Eval metrics are count-based or warning-based.

Allowed status values:

- `good`
- `needs-attention`
- `insufficient-data`

Unavailable metrics stay unavailable. v0.8 does not estimate:

- token savings
- success-rate improvement
- model capability improvement
- raw-agent versus Orange-assisted outcome deltas

The stable eval surface must not claim improvements such as "90% success-rate
increase" or "tokens saved" without collected evidence.

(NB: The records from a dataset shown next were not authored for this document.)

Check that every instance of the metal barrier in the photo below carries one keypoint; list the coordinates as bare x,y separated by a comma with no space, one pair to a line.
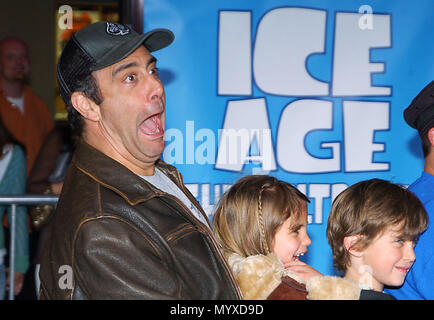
13,201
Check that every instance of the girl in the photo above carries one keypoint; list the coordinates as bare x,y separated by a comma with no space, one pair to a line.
261,225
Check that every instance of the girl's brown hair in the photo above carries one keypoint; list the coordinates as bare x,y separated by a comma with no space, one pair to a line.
366,209
251,211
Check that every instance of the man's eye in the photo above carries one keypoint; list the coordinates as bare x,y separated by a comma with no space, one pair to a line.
154,70
130,78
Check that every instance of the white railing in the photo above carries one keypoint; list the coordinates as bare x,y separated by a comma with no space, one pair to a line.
13,201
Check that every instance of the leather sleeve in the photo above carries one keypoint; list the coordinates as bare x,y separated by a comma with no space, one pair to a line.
114,260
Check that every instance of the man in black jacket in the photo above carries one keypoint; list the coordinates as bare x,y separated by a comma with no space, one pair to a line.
125,227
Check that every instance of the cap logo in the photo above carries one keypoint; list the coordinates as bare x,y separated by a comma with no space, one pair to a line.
117,29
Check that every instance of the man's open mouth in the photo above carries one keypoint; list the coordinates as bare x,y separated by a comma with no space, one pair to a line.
152,125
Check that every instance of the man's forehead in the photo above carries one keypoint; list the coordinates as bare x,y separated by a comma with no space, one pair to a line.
13,44
140,55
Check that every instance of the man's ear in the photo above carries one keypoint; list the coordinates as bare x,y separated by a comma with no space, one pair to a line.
350,243
85,106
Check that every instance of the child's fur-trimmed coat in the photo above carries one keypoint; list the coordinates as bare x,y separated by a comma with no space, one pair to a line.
260,277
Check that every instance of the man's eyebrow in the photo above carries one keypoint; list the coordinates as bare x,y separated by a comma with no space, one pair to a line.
132,64
123,67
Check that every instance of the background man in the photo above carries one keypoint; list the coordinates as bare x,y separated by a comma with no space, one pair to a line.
23,112
126,227
420,280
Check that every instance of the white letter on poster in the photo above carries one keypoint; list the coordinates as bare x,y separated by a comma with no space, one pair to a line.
245,121
352,66
286,37
361,120
298,119
234,60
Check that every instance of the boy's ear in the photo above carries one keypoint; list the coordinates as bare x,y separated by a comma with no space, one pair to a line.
350,243
85,106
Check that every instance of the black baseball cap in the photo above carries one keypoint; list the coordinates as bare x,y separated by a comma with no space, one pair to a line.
100,45
420,113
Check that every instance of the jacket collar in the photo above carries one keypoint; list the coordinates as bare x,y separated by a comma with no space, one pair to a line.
117,177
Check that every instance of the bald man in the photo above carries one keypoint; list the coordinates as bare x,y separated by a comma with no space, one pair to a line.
24,113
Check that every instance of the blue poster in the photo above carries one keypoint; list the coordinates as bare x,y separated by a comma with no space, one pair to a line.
311,92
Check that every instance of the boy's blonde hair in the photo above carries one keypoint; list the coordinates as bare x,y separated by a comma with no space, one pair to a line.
366,209
251,211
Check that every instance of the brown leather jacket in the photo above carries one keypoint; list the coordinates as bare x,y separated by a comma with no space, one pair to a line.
115,236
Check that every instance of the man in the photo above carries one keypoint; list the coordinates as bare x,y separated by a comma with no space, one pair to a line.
24,113
420,280
125,226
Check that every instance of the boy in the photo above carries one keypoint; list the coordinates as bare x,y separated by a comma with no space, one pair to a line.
372,230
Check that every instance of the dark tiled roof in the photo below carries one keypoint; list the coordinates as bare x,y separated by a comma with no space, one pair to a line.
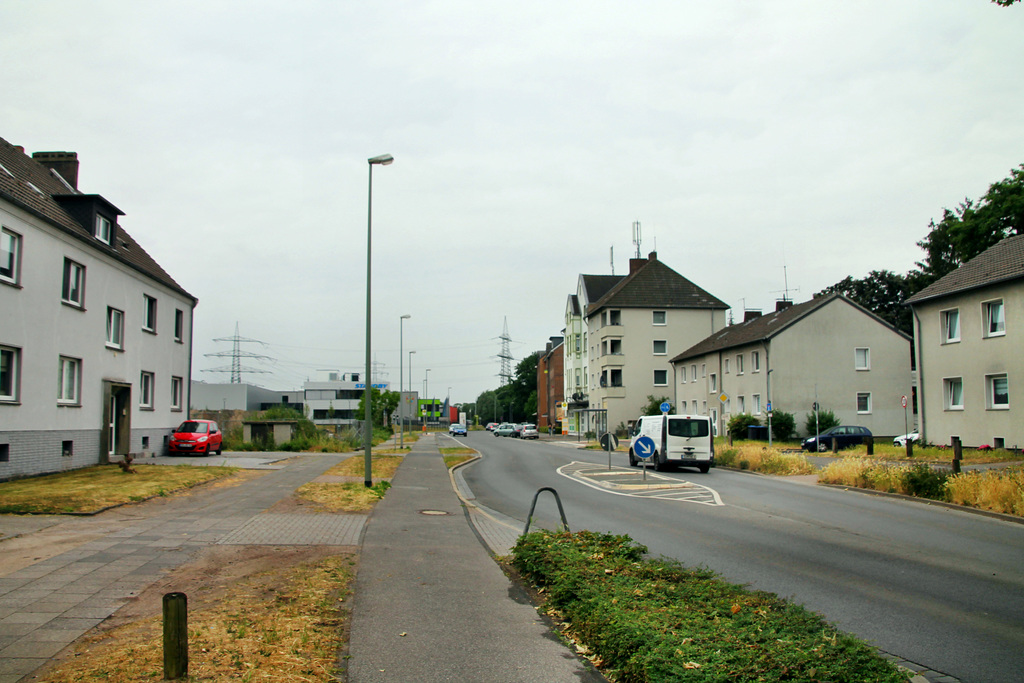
998,263
766,327
42,204
655,286
597,286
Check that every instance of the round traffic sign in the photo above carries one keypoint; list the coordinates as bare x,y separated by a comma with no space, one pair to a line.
644,447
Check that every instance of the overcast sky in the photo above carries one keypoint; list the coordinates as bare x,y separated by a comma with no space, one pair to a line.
753,139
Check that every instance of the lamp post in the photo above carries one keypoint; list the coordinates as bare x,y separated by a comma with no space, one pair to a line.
368,436
426,393
401,407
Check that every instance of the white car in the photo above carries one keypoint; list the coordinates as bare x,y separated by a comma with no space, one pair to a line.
903,438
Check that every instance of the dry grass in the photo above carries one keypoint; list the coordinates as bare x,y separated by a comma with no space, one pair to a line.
1000,491
93,488
381,467
284,626
759,458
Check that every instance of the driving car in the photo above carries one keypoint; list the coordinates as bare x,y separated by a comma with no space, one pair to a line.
197,437
845,435
901,440
504,429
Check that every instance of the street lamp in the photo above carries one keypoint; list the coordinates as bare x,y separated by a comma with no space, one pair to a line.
401,407
368,437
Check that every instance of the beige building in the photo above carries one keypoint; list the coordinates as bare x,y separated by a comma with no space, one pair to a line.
630,331
969,358
827,349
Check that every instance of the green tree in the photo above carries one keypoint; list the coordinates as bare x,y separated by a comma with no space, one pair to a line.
882,292
653,406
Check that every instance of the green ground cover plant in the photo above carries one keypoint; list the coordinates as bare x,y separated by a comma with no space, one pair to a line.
655,621
93,488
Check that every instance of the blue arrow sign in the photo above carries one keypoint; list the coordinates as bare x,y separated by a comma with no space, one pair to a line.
643,447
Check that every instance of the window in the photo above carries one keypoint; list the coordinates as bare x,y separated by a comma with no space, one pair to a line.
950,326
148,313
73,291
70,381
115,328
176,393
9,368
10,256
997,388
953,391
145,390
103,231
995,325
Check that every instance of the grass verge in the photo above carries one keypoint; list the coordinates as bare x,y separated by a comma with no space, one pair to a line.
655,622
759,458
999,491
93,488
280,626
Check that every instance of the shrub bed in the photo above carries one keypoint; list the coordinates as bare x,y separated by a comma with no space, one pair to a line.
654,621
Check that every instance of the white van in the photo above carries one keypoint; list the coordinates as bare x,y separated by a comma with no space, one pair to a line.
688,440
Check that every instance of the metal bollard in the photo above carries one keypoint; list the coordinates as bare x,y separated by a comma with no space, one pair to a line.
175,636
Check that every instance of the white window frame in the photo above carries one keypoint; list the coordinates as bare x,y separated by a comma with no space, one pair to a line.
947,392
13,252
69,381
10,374
104,229
947,334
987,308
148,313
990,381
115,328
74,274
177,390
146,384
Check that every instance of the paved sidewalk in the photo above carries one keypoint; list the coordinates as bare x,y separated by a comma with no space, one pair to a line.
50,603
430,602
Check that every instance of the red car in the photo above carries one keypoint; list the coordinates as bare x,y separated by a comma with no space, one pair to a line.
200,437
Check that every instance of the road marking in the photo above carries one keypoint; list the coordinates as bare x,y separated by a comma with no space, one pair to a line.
622,481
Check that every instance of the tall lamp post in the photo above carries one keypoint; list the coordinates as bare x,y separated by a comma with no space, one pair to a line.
401,402
368,436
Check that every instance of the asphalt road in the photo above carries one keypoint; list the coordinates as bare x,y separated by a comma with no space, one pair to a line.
939,587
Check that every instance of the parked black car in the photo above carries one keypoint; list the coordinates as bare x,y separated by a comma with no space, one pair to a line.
845,435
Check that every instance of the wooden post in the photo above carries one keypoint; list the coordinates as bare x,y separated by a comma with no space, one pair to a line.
175,636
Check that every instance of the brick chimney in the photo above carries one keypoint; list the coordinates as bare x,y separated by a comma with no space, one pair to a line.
65,163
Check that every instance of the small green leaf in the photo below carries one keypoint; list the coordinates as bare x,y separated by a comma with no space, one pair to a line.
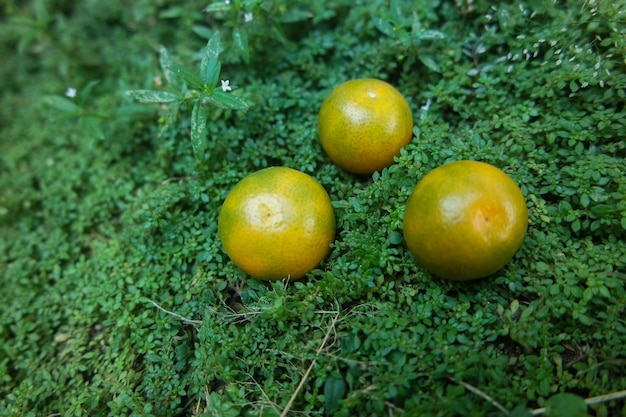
61,103
217,7
396,12
584,200
395,237
151,96
334,391
85,91
165,62
566,404
429,62
429,35
93,126
384,26
210,66
187,75
226,100
198,129
240,36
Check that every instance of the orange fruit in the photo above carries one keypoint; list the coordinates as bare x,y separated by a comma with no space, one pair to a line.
465,220
363,124
277,223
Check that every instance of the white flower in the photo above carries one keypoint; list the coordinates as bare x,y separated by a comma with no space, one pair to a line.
226,85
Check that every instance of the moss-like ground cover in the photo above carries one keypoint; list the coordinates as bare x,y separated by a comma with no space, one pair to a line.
117,298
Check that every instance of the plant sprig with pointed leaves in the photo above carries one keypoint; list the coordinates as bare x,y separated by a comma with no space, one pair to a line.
201,89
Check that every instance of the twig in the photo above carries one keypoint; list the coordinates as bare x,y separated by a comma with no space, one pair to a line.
592,400
480,393
178,316
308,371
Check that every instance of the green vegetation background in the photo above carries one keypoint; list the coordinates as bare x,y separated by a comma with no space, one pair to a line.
117,298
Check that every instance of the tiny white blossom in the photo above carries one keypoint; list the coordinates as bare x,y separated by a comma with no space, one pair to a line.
226,85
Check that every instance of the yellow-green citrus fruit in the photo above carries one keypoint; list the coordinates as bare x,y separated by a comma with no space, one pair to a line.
277,223
465,220
363,124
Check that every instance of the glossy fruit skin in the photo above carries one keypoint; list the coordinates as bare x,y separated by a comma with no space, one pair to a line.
465,220
363,124
277,223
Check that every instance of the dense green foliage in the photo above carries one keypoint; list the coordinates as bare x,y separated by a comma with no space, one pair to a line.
117,298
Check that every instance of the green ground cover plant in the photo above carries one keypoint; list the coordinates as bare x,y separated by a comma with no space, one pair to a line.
117,298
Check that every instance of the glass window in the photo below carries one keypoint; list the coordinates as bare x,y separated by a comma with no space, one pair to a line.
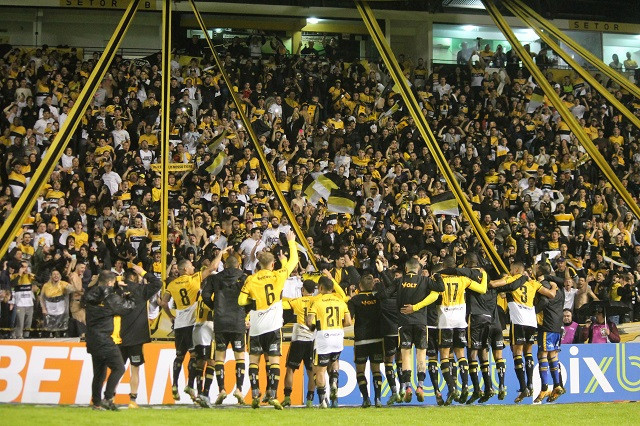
626,47
453,41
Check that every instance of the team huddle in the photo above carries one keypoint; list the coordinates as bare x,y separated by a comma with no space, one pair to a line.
450,315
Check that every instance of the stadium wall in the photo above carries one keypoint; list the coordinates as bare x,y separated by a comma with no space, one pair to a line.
54,372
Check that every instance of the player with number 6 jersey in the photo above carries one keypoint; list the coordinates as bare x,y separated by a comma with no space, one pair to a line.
265,289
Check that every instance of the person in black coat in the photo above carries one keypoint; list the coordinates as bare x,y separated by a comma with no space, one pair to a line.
104,306
220,293
134,331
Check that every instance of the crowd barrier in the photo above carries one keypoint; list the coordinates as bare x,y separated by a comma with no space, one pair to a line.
57,372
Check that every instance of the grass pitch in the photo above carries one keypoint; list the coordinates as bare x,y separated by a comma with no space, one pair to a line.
601,413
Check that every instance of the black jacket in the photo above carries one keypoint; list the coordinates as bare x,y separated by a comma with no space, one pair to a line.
220,293
410,289
135,325
102,305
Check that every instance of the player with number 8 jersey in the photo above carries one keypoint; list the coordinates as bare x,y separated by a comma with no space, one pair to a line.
265,289
184,291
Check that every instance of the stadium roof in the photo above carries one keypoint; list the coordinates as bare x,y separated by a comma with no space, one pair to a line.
597,10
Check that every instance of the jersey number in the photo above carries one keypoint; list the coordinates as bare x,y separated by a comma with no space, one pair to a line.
524,294
453,294
268,292
184,297
333,313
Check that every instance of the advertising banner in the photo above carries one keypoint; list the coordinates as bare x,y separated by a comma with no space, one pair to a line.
55,372
50,372
590,372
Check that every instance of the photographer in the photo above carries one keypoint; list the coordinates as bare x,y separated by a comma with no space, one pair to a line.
104,307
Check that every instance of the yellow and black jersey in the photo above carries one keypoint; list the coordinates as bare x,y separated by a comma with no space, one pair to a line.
564,221
174,190
525,294
300,308
184,290
455,287
81,239
203,312
54,196
265,287
136,235
328,311
17,182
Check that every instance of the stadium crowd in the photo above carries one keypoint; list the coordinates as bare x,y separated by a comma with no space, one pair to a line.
360,183
316,113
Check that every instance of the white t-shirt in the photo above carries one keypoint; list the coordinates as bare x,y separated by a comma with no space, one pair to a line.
119,136
249,263
569,298
112,180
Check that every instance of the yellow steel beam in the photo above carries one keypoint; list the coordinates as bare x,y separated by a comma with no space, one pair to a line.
28,198
601,66
425,131
564,112
165,124
254,138
518,12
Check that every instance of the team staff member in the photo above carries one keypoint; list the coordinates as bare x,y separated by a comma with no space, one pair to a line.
202,338
104,307
550,335
328,315
368,345
389,331
220,293
521,292
184,290
414,292
134,332
301,349
265,335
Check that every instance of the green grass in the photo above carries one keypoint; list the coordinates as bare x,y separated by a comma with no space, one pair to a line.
603,413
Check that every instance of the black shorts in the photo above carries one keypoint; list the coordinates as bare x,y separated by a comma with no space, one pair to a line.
132,353
390,344
432,342
267,343
478,332
522,334
224,339
373,352
452,338
413,334
184,340
324,360
300,351
496,339
203,351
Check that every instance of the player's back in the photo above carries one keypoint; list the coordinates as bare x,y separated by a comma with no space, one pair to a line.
453,306
229,315
301,307
520,302
412,288
265,289
329,311
552,314
365,309
184,291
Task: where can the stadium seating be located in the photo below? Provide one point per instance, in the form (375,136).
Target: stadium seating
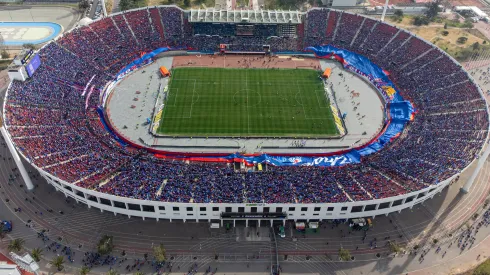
(49,123)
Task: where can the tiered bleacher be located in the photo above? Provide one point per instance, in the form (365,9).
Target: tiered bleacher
(48,121)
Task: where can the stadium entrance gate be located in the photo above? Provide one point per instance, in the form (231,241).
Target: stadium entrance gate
(252,219)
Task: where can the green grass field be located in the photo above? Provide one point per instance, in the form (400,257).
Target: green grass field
(246,102)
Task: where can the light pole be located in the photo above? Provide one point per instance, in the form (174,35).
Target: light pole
(384,11)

Current unavailable metric policy:

- `token.savings`: unavailable because token counts are not collected.
- `success_rate.improvement`: unavailable because there is no comparison group
  or comparative task-pack outcome dataset.
- unavailable metrics use `value: null`, `status: "insufficient-data"`, and an
  explicit `limitation`.

## Local-Only Boundary

Eval commands must not:

- upload telemetry
- call network APIs
- call an LLM judge
- estimate token savings
- auto-create Quest, Proposal, Graph, or Identity artifacts
- run MCP tools or install MCP servers
- run hook events automatically
- run subagents
- start an auto planner or auto execution loop
- repair doctor findings
- mutate project memory or config

The only eval write path is `orange eval report --write-report`, and that path
is limited to `.orange-hyper/evals/reports/`.

`--write-report` does not accept a path, filename, or value. Report filenames
use a deterministic `eval-report-` prefix plus the report timestamp. The report
is a local generated artifact, not project memory.

## Identity Integration

`identity build` does not automatically include eval summaries in v0.8.0. Eval
reports remain available only through explicit `orange eval report` commands.
A user-approved identity summary integration may be considered as a future
target, but it is not part of this stable release.